Friends in Ethnic Cleansing: Myanmar and Israel Sign Education Deal to Rewrite History


Both countries signed a cooperation agreement to “mutually verify school textbooks, particularly concerning the passages referring to the history of the other state."

Controlling how history is taught also gives you control over how people think about their past and present, and the Israeli and Myanmar governments are well aware of that.


The governments of both governments signed an education cooperation agreement Monday allowing them to rewrite their own history in each other's textbooks, contributing to a more benevolent image of them and their responsibility in ethnic cleansing against the Palestinians by Israel and against the Rohingya muslims in Myanmar. 

According to the agreement, of which the Israeli newspaper Haaretz got a copy, the countries will “cooperate to develop programs for the teaching of the Holocaust and its lessons of the negative consequences of intolerance, racism, anti-Semitism and xenophobia as a part of the school curriculum in the Republic of the Union of Myanmar.”
“An education agreement with Myanmar. Cooperation continues with our friends all over the world.”

However, both countries fail to remember and acknowledge their own violent, intolerant, racist, and xenophobic acts against native populations in their countries or in territories they control.

The agreement will also promote academic cooperation, including conferences, training courses and even the development of Israeli and Jewish studies programs in Myanmar and Myanmar studies in Israel, including language programs.

The countries will be able to “mutually verify school textbooks, particularly concerning the passages referring to the history of the other state and, where needed, introduce corrections to these textbooks,” a move that will basically allow them to write their own nationalist narratives in each others' textbooks and ignore that fact that Israel and Myanmar have been respectively ethnic cleansing their territories from the Palestinian and Rohingya peoples.
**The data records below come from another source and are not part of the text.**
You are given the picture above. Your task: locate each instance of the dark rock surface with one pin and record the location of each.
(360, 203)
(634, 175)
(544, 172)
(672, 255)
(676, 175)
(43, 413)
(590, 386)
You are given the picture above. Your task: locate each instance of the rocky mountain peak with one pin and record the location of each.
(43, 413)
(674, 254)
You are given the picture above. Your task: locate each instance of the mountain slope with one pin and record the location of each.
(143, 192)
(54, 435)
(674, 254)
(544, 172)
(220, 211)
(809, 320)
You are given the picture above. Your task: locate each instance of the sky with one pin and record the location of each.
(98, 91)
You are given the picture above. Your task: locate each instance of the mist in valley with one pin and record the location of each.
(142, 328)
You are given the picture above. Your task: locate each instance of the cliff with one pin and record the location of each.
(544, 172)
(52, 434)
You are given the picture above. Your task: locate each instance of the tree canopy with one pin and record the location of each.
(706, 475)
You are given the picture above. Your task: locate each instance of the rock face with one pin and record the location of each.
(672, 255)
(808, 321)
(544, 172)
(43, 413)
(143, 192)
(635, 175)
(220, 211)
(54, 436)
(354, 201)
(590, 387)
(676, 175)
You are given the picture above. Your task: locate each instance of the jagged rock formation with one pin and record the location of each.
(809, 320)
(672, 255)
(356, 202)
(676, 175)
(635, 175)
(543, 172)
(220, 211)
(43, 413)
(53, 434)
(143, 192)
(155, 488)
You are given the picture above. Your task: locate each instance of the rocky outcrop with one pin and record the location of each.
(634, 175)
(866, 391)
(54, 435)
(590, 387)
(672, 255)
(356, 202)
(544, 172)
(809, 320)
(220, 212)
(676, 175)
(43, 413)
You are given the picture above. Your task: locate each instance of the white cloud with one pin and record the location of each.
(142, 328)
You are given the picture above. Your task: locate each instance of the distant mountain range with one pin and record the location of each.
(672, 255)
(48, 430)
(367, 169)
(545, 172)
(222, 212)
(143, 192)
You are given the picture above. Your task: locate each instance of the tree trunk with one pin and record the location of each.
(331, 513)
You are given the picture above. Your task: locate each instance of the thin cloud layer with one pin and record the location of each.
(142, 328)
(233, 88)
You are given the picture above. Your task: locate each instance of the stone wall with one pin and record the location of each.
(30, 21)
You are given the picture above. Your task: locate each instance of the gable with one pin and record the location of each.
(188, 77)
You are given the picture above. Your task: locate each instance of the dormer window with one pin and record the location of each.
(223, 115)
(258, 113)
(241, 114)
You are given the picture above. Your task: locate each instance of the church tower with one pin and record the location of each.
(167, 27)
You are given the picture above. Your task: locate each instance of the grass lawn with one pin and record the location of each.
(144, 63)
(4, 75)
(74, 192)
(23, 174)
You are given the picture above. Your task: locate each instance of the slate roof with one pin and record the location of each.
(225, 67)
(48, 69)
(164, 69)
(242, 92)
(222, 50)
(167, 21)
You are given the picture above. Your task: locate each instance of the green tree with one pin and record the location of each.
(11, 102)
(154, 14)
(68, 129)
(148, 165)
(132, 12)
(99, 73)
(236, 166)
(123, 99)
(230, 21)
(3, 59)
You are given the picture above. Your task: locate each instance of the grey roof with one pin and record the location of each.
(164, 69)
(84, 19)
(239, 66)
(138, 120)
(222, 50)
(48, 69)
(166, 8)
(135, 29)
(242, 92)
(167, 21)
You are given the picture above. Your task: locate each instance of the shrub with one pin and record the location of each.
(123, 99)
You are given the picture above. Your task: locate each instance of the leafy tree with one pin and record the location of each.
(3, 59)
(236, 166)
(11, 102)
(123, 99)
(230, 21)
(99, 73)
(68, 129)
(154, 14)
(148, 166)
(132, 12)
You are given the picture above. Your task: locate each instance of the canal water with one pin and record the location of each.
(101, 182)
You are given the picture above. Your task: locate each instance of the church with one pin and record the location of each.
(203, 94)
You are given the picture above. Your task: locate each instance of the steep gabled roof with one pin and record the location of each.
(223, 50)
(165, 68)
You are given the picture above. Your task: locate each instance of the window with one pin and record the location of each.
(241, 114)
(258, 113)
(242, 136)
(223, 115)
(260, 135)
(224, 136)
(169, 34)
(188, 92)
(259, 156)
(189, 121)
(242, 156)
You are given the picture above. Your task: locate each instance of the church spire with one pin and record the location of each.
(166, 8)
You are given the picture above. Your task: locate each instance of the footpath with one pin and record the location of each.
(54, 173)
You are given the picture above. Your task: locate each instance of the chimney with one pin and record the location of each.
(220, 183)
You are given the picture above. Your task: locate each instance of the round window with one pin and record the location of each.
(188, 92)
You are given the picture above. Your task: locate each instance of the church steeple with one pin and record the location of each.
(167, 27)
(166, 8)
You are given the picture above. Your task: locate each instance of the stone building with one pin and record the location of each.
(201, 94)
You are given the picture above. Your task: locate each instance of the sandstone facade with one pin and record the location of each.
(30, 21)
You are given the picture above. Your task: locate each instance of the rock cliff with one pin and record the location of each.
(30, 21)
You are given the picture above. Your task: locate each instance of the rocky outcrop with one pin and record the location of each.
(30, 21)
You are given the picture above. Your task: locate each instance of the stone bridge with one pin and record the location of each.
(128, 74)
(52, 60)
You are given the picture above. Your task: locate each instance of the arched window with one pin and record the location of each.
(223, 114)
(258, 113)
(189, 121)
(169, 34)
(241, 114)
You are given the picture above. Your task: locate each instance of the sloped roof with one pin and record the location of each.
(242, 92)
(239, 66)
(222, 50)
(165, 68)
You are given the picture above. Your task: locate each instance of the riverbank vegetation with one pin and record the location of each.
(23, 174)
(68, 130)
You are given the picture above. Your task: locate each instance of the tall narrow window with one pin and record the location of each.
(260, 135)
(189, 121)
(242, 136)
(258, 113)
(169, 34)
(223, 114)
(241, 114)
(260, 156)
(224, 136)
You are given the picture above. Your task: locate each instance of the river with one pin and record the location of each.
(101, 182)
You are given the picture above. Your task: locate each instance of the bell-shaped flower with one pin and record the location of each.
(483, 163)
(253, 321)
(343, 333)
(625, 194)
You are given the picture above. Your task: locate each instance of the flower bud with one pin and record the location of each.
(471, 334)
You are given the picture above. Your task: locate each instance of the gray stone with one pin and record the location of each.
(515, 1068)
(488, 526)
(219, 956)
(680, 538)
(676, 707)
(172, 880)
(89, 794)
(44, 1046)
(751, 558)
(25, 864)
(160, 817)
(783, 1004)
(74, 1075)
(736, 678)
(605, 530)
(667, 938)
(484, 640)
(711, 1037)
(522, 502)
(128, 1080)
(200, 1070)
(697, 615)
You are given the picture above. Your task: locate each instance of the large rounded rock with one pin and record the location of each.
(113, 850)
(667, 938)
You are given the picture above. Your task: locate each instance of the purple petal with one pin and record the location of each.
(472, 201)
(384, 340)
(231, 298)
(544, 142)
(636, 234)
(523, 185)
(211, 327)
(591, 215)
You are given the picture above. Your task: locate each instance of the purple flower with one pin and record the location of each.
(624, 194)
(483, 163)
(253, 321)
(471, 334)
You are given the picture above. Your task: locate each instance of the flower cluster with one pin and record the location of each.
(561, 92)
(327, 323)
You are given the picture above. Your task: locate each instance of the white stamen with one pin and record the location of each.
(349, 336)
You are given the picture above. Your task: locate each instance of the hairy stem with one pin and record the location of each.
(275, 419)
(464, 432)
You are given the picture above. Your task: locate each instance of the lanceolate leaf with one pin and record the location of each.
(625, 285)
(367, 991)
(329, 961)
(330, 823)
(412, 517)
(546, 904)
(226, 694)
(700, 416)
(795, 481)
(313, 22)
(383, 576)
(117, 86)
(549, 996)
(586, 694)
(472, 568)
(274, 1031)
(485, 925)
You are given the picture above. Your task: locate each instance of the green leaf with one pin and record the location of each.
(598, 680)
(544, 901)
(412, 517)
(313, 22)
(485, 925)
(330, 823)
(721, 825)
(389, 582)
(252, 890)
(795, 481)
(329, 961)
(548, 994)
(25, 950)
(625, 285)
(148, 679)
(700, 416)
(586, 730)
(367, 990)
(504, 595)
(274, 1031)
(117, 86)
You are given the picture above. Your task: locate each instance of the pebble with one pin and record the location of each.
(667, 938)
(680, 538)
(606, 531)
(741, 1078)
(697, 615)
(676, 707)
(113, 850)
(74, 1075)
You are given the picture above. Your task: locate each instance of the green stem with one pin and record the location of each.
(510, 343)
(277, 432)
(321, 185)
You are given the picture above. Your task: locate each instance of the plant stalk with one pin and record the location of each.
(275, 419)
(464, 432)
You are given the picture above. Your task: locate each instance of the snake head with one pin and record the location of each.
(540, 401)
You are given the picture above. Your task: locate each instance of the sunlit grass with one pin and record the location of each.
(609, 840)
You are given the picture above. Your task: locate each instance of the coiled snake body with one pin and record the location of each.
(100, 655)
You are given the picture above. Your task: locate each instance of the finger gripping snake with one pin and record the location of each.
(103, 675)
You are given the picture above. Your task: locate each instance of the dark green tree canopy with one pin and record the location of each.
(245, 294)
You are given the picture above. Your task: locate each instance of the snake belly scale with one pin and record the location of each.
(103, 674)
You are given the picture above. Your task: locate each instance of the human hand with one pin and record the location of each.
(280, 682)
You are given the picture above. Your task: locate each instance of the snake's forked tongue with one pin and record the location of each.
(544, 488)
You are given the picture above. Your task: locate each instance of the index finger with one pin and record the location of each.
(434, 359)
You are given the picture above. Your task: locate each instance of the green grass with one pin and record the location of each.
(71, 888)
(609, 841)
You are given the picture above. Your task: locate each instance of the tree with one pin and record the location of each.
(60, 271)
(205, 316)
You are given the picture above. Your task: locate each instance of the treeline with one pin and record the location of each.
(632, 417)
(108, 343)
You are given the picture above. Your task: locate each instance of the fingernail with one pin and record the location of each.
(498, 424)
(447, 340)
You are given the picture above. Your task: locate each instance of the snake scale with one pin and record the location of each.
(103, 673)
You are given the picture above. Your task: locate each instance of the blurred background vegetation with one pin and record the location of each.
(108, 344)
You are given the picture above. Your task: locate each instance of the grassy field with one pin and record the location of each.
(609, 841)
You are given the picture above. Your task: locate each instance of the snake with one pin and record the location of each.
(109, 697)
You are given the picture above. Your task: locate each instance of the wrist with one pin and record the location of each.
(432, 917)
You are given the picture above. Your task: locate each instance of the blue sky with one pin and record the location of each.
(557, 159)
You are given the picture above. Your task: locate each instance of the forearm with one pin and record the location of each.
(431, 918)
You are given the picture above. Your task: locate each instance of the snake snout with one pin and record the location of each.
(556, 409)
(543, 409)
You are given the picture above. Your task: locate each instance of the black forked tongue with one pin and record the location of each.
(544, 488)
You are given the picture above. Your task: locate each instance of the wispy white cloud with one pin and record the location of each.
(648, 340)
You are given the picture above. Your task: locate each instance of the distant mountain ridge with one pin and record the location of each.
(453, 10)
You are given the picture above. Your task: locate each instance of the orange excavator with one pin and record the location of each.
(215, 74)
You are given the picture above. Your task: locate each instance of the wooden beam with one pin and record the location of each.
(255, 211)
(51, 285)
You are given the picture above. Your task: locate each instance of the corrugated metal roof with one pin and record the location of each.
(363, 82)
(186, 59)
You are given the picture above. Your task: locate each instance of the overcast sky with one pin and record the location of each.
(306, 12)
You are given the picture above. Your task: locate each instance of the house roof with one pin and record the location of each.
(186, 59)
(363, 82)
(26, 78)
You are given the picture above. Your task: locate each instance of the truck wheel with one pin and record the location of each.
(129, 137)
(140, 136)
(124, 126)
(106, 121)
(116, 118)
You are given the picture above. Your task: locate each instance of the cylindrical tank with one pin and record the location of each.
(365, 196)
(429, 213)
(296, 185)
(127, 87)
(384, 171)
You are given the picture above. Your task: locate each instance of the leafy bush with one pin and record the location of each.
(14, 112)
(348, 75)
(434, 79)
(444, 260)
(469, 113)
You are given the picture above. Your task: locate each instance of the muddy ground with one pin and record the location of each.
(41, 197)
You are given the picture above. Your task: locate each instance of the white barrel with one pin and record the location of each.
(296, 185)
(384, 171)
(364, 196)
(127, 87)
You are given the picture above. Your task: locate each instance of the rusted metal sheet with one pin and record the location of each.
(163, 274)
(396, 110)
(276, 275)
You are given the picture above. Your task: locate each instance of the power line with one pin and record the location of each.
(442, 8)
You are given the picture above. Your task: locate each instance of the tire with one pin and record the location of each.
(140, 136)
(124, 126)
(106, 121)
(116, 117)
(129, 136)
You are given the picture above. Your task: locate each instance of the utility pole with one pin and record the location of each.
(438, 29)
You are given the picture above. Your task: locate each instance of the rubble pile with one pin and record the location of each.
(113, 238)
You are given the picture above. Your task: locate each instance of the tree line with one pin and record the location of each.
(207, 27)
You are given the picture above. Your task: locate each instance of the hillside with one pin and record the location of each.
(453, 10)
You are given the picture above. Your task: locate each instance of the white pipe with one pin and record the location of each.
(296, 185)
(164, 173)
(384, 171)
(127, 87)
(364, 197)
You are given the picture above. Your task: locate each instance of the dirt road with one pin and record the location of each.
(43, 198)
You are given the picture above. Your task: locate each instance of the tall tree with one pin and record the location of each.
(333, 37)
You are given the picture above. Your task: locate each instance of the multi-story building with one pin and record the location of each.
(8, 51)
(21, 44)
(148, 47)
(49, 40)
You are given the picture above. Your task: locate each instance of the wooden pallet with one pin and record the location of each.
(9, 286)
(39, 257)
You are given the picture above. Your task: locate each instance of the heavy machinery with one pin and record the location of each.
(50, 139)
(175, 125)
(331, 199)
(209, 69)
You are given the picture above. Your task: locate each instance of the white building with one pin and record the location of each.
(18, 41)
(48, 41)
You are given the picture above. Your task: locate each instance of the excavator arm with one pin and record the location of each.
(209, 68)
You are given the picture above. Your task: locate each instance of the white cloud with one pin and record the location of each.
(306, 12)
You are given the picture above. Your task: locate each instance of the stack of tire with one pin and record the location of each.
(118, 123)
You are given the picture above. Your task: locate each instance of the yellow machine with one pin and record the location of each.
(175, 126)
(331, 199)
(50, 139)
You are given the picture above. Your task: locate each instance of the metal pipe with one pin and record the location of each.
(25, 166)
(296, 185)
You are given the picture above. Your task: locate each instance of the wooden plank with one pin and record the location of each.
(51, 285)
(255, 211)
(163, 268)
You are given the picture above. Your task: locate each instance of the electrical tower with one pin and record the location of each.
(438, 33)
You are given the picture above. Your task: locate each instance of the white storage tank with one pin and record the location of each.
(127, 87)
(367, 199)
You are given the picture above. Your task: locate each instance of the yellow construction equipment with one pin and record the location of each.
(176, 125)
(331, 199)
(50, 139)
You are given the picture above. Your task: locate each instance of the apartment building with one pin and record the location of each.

A Rohingya refugee stands next to a pond in the early morning at the Balukhali refugee camp near Cox's Bazar, Bangladesh December 26, 2017. Photo | Reuters.

The Rohingya, a Muslim minority in the predominantly Buddhist Myanmar, have been victims of a systematic ethnic cleansing program by the government for years, but the process intensified in 2017 when the military carried out mass executions and rape, forcing about 700,000 of them to flee to Bangladesh and other neighboring countries.

The United Nations has said Myanmar's campaign against the Rohingya Muslim population “a textbook example of ethnic cleansing.”

"Of course Israel sees Myanmar as a friend. Both states share  the same exclusionist world view. Both states have engaged in mass state crime criminality against those they have defined as non-citizens. Both states operate systems of apartheid, structural discrimination and unfettered state brutality. It is entirely predictable that they now engage in a shared educational programme of state crime denial," Penny Green, professor of law and globalization at Queen Mary University of London, told Middle East Eye.

But cooperation between Israel and Myanmar is not only ideological. More than 100 tanks, as well as boats and light weapons have been sold to the Myanmar government by Israeli arms companies, according to investigations by several human rights groups, despite the United States and the European Union imposing an arms embargo against Myanmar.

One company, TAR Ideal Concepts, has also trained Myanmar special forces in northern Rakhine state, where much of the violence is taking place.

Israel has a long history of contributing to other countries' own ethnic cleansing.

In 1982, the General Efrain Rios Montt came to power after a military coup, becoming president of Guatemala between 1982 and 1983. During an interview with ABC News, Rios Montt said the coup had easily succeeded because many of this soldiers “were trained by Israelis.”

The Israeli military then helped Guatemalan regimes that carried out a genocide against the Mayan population. Between 1954 and 1996, the Guatemalan juntas killed more than 200,000 people, 83 percent of which were Indigenous Mayans. The period known as the “Mayan Genocide,” which lasted from 1981 to 1983, coincides with the peak of Israel-Guatemala military cooperation.

It comes as no surprise that many voices in Guatemalan politics, especially from the right-wing, deny there had been any ethnic cleansing in the country.